Secondo Launaz, è curioso che la politica richieda un’assunzione di responsabilità al settore automobilistico, ma non faccia altrettanto per se stessa: «I politici hanno deciso con quali auto rispettose dell’ambiente dovremo circolare in futuro, ma non si assumono alcuna responsabilità per l’infrastruttura». Di recente ha scritto una lettera alla consigliera federale Simonetta Sommaruga in cui le chiede chi debba occuparsi dell’infrastruttura necessaria. La Confederazione vorrebbe che l’industria automobilistica coprisse circa il 40% del mercato con veicoli plug-in entro il 2025. «L’industria è pronta, i prodotti stanno arrivando o ci sono già», afferma Launaz. Ma: «Il Consiglio federale non può chiedere ai fabbricanti e agli importatori di auto di farsi carico anche dell’infrastruttura di ricarica. Quando arrivarono in Svizzera le prime auto con motore a combustione, le case automobilistiche non si misero di certo a costruire anche le stazioni di servizio». Per questo Launaz auspica che si compiano progressi decisivi nel potenziamento dell’infrastruttura necessaria per i veicoli plug-in.

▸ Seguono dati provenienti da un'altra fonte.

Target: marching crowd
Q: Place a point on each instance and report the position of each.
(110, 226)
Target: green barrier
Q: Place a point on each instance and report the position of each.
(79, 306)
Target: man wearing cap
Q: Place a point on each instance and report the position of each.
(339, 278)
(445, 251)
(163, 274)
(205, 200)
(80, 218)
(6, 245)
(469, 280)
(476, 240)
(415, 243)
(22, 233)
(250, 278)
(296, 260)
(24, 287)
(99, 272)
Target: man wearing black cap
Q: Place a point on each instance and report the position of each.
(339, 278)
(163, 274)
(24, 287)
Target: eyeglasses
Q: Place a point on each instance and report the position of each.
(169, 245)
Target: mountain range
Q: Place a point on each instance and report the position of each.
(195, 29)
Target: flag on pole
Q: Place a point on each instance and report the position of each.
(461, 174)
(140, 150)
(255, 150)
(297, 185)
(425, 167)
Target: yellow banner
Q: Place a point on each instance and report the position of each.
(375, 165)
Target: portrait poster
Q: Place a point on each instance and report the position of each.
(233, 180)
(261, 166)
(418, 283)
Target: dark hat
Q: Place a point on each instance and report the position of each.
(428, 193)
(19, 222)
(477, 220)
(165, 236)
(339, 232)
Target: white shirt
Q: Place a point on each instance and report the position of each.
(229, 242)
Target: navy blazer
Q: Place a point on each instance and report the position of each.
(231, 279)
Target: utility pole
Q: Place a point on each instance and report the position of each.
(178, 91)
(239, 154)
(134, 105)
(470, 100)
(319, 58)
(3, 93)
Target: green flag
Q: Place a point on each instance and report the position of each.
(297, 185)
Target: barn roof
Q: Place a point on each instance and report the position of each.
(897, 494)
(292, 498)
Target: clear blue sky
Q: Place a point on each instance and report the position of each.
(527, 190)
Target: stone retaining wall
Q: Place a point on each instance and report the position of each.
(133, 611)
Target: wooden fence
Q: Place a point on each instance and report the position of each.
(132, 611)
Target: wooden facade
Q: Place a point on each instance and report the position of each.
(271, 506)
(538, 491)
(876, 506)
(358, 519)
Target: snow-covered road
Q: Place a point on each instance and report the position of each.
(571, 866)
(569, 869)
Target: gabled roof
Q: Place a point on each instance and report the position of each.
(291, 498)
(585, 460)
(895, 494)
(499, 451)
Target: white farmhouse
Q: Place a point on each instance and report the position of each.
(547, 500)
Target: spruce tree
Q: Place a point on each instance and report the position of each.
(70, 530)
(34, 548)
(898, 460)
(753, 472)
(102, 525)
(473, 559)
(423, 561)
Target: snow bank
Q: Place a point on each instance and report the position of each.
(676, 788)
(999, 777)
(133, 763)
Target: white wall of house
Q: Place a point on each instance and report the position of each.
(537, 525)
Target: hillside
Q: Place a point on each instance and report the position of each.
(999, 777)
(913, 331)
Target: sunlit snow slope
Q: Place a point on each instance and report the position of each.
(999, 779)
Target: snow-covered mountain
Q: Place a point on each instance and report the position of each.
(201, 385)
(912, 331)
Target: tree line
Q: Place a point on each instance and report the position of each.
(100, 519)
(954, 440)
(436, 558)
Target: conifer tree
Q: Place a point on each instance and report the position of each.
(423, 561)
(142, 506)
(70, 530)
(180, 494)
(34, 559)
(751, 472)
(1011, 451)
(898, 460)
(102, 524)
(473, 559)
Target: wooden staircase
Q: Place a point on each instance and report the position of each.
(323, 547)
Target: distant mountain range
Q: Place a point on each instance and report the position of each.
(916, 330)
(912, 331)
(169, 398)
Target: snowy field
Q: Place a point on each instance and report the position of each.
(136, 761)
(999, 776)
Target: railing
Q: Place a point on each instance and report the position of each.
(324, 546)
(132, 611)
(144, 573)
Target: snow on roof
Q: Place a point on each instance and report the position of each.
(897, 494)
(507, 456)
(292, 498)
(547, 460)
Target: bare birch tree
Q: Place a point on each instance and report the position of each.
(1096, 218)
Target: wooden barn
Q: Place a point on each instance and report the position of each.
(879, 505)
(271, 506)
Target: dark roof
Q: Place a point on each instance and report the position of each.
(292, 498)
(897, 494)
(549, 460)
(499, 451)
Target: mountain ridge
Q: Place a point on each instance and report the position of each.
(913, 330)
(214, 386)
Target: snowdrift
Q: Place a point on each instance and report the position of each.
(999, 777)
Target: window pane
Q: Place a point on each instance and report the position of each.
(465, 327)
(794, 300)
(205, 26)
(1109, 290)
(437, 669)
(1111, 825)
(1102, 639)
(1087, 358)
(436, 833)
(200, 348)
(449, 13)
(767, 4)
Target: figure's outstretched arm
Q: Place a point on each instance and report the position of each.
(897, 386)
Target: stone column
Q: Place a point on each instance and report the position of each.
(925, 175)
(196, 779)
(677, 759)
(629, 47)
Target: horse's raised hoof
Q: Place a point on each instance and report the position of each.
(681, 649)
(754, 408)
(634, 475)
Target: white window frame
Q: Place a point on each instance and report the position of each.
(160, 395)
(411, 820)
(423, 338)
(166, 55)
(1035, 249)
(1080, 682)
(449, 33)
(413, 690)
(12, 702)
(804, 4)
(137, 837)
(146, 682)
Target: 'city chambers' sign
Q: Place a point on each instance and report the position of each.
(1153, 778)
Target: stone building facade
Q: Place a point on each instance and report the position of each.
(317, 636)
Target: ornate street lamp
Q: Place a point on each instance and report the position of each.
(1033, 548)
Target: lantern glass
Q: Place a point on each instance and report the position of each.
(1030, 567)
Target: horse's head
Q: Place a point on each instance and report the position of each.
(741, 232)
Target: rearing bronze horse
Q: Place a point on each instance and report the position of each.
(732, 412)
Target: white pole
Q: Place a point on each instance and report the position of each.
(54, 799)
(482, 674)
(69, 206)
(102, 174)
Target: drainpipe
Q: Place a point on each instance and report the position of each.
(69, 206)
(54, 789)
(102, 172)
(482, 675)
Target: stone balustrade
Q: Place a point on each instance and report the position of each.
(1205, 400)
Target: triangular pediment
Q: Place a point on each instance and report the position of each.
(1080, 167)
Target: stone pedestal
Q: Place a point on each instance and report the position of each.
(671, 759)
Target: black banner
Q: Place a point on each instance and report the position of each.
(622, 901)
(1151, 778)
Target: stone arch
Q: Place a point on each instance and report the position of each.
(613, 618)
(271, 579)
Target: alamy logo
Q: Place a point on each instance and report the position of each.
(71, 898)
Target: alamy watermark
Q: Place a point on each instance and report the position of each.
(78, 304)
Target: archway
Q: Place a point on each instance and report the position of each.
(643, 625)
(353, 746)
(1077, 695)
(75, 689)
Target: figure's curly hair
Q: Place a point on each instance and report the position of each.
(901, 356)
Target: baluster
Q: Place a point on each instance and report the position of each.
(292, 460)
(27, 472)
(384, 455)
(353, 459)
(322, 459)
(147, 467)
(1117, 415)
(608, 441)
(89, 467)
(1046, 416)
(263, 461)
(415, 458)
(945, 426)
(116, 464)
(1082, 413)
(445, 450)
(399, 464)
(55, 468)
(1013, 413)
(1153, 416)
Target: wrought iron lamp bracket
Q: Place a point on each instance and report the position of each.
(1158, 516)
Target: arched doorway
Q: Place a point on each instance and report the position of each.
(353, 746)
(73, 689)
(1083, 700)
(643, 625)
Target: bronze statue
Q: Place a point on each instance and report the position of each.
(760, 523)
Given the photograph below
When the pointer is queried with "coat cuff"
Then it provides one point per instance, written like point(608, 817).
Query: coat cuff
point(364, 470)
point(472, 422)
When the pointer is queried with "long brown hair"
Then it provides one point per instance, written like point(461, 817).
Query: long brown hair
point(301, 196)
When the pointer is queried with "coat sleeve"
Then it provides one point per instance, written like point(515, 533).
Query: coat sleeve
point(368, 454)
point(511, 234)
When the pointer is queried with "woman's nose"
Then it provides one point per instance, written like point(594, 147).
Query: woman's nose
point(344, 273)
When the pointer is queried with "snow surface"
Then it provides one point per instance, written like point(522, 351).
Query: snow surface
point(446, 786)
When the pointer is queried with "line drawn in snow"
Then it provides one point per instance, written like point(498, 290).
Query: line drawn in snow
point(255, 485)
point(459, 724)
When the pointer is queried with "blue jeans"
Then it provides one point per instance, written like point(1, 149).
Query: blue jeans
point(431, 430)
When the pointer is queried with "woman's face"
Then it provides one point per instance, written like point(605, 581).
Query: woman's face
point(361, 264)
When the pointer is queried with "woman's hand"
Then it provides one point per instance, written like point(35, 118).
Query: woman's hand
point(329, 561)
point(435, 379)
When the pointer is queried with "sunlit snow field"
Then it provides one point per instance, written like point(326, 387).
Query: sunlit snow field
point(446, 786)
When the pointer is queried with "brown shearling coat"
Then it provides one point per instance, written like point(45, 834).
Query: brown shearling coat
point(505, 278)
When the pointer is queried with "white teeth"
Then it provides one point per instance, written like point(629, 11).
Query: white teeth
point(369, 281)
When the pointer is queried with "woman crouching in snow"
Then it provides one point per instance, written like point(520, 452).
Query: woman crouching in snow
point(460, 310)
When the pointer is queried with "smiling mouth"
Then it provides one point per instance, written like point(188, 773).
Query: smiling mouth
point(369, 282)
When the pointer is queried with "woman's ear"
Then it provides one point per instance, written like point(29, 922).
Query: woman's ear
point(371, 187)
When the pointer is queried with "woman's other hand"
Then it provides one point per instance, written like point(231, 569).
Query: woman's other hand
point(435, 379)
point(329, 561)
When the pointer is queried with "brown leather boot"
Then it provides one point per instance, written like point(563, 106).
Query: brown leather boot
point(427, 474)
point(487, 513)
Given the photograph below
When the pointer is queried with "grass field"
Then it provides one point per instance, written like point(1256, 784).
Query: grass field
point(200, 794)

Basta fare un semplice conto: «Se lo sviluppo del mercato delle auto elettriche prosegue allo stesso modo, entro il 2025 circoleranno circa 400'000 veicoli plug-in in più. Tre quarti dei clienti sono in affitto, servono dunque diverse centinaia di migliaia di stazioni di ricarica: un aumento enorme. Quanto denaro riceviamo a questo scopo dal nuovo fondo sul CO2? Praticamente neanche un franco».
 
La pressione è già abbastanza forte
Il presidente di auto-suisse sottolinea inoltre che gli obiettivi in materia di emissioni diventano sempre più severi. Le case automobilistiche investono miliardi nella tecnologia verde. «Quando entrerà in vigore la prossima norma sui gas di scarico Euro 7, presumibilmente dal 2025, i motori diesel non saranno più conformi», dichiara Launaz. Ai nuovi investimenti si aggiungono le sanzioni dovute dagli importatori svizzeri. La pressione su fabbricanti e importatori è già abbastanza forte, non c’è bisogno di ulteriori imposte sugli utenti. Ma nell’intervista François Launaz dichiara anche: «Non siamo contrari al tetto di 95 grammi di CO2 per chilometro. Sappiamo che le emissioni devono essere ridotte. Nessuna casa automobilistica sostiene il contrario».
 
«Di lasciare Ginevra non se ne parla neanche»
Nell’intervista rilasciata alla NZZ, François Launaz si è espresso anche sulla situazione attuale del Salone dell’auto di Ginevra e conferma di aver trovato un partner per l’edizione 2022, ma non un investitore; su questo fronte c’è dunque libertà. Il partner proviene dal Medio Oriente e desidera organizzare una grande fiera dell’auto anche nel proprio paese, l’accordo prevede dunque il sostegno per questo evento.
 
Le iscrizioni per il Salone 2022 sono appena iniziate. «Prevedendo gli effetti negativi dovuti alla crisi indotta dal coronavirus, il prossimo Geneva International Motor Show sarà un po’ più piccolo e durerà due giorni in meno», spiega Launaz. L’idea della versione ridotta soddisfa anche le richieste delle case automobilistiche. Di conseguenza diminuirà anche il numero di visitatori. Anche la concezione del Salone sarà leggermente rivista: «Tutto sarà un po’ più piccolo, ma al contempo più dinamico». Infatti non è più possibile proporre il tradizionale salone dell’auto statico.
 
Alla domanda se fosse preoccupato del fatto che il gruppo VW abbia cancellato la presenza dei marchi Seat e Skoda per il primo IAA di Monaco di Baviera nell’autunno 2021, Launaz ha risposto «Sì e no». Il gruppo VW ha riflettuto molto sulla sua partecipazione tra gli espositori all’IAA, ma probabilmente l’ostacolo è proprio Monaco come sede dell’evento, considerato che BMW gioca in casa. Negli ultimi anni anche a Ginevra si è sentita l’assenza di alcuni marchi, «Ma finché non giungono chiare rinunce, possiamo sperare in un buon Salone di Ginevra 2022», dichiara Launaz. Altre sedi in Svizzera sono fuori discussione.